The swallows did return. They were a little more colorful than you thought.

So all during the morning, I scanned the skies, the walls and the palm trees for signs of swallows. I could hear them and every now and then I’d see one. But if you didn’t know this whole thing was about the swallows, you could easily forget about them.

With ONE notable exception. Every time the Acjachemen started chanting, swallows popped out and started flying around. How beautifully appropriate. Just like the Acjachemen were at one time, the swallows are being pushed, if not toward extinction, at least out of their traditional patterns. But don’t count the swallows out yet.

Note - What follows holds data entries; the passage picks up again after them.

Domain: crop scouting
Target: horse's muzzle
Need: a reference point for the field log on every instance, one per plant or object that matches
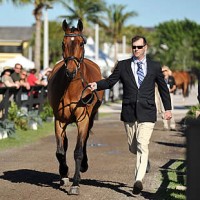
(70, 74)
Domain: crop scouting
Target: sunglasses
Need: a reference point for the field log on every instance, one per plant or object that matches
(138, 47)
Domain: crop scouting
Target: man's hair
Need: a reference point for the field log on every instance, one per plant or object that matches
(137, 37)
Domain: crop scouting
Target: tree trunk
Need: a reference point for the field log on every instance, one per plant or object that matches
(37, 43)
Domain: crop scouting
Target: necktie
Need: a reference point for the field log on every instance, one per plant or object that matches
(140, 73)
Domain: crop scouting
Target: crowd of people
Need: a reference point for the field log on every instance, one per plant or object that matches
(19, 77)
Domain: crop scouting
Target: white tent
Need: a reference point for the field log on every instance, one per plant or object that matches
(25, 62)
(105, 62)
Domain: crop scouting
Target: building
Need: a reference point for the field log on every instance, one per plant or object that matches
(15, 41)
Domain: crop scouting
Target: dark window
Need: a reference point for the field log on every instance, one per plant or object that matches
(10, 49)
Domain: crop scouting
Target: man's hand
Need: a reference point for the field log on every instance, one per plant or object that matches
(168, 115)
(93, 86)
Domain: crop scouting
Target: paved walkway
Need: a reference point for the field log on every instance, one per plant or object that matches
(31, 172)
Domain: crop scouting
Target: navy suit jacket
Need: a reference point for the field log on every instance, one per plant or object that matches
(138, 104)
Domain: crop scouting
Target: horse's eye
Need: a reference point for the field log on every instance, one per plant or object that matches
(63, 46)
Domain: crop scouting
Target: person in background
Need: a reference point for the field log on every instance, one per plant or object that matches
(171, 84)
(16, 74)
(138, 74)
(23, 79)
(43, 76)
(7, 79)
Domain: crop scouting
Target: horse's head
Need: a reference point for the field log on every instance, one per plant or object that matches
(73, 48)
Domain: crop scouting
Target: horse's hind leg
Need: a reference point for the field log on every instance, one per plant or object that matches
(62, 145)
(84, 163)
(78, 154)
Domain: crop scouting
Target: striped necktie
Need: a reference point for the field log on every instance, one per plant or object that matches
(140, 73)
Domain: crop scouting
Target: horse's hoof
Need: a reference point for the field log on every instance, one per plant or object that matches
(64, 182)
(74, 190)
(84, 168)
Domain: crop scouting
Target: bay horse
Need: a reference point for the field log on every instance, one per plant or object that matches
(73, 102)
(183, 80)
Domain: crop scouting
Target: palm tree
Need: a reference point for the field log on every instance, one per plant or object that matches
(115, 23)
(39, 5)
(87, 10)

Jacque and her son Jackson perform traditional dances.

Jacque and her son Jackson perform traditional dances.

Jacque told a wonderful story about the discovery of a sacred Acjachemen relic at the Mission in the Seventies. The tribe was invited to celebrate the discovery. As part of the ceremony, they walked around and around the Mission courtyard chanting:

Atim oh wah

At ah hoh lay

At ta hey ta lay

Which Jacque explained means:

We are the people.

And we are still here.

Yes they are. I say Acjachemen and swallows unite. Keep the cute kids in swallow costumes, but let the Acjachemen run the St. Joseph Day festivities.


I did see more than the Native Americans. The Padres at Capistrano had a killer garden, one I’m going to copy. Although I still don’t think it will be fox-proof. They also made the first wine in North America at the Mission. You should see their crush pad!

I have hundreds of great pictures from the festivities here, but haven’t had time to label them.